Il Viminale chiede 3 milioni di euro alle Mamme Antifasciste del Leoncavallo dopo aver risarcito la famiglia Cabassi per il mancato sgombero del centro sociale milanese, con scadenza 15 luglio per il prossimo tentativo di sfratto.

Il Ministero dell’Interno ha notificato un’ingiunzione di pagamento di oltre 3 milioni di euro all’Associazione Mamme Antifasciste del Leoncavallo, nella persona della presidente Marina Boer, per rivalersi della somma versata alla famiglia Cabassi come risarcimento per il mancato sgombero dello storico centro sociale milanese. La decisione, comunicata attraverso l’Avvocatura dello Stato, rappresenta l’ultimo capitolo di una vicenda giudiziaria che si protrae da oltre vent’anni e che ha visto il Viminale condannato dalla Corte d’Appello di Milano a risarcire i proprietari dell’immobile di via Watteau.
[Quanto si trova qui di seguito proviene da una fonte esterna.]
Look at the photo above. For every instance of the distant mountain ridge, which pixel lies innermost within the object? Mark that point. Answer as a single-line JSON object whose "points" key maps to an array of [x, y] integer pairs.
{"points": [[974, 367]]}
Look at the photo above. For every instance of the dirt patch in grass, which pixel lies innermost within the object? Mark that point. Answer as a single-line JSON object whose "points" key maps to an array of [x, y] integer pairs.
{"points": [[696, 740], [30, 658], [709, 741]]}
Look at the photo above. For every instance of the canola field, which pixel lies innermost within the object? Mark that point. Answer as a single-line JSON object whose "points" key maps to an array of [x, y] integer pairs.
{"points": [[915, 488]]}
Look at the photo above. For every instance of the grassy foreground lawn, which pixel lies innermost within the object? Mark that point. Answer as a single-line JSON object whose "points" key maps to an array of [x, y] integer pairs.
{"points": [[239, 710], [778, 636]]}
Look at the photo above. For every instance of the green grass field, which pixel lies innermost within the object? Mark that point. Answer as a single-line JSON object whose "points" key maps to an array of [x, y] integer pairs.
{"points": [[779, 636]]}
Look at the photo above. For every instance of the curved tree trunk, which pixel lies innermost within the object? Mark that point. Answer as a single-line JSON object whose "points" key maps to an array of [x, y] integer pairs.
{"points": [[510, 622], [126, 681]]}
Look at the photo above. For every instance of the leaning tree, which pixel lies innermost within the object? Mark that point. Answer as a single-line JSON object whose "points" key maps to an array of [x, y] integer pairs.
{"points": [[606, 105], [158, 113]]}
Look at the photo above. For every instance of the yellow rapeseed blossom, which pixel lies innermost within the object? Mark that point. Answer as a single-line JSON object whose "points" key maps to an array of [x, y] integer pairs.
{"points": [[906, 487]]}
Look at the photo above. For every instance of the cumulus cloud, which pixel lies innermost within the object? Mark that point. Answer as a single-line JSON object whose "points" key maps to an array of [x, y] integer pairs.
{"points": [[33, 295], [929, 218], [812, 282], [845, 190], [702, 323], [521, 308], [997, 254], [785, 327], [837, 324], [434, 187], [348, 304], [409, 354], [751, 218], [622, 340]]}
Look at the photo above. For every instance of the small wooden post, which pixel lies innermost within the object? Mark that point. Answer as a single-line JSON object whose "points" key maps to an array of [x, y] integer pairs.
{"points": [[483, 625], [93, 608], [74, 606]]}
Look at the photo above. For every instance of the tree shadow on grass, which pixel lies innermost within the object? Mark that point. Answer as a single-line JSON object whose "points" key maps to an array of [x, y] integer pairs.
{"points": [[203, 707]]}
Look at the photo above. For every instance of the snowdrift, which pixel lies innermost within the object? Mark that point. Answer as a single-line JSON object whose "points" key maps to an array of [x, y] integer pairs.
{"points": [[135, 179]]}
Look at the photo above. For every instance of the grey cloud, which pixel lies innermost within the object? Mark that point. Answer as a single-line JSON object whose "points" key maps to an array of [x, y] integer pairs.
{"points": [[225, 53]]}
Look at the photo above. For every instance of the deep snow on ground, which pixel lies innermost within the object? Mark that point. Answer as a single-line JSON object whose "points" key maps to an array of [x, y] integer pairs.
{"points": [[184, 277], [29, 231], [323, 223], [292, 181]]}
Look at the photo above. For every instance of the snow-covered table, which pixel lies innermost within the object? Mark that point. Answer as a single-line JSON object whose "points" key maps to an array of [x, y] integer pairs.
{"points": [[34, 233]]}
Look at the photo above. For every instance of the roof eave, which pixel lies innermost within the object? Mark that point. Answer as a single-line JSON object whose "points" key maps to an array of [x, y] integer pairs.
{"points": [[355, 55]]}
La sentenza della Corte d’Appello, emessa nel novembre 2024, ha stabilito che il Ministero dell’Interno doveva corrispondere alla società L’Orologio srl della famiglia Cabassi un risarcimento di 3 milioni e 175mila euro per il mancato sgombero dell’ex cartiera occupata dal centro sociale dal 1994. I giudici hanno ritenuto illecito il comportamento dell’amministrazione che, pur nella piena consapevolezza dell’occupazione abusiva, non ha mai dato corso all’esecuzione del provvedimento giudiziario, adducendo solo generiche difficoltà di ordine pubblico.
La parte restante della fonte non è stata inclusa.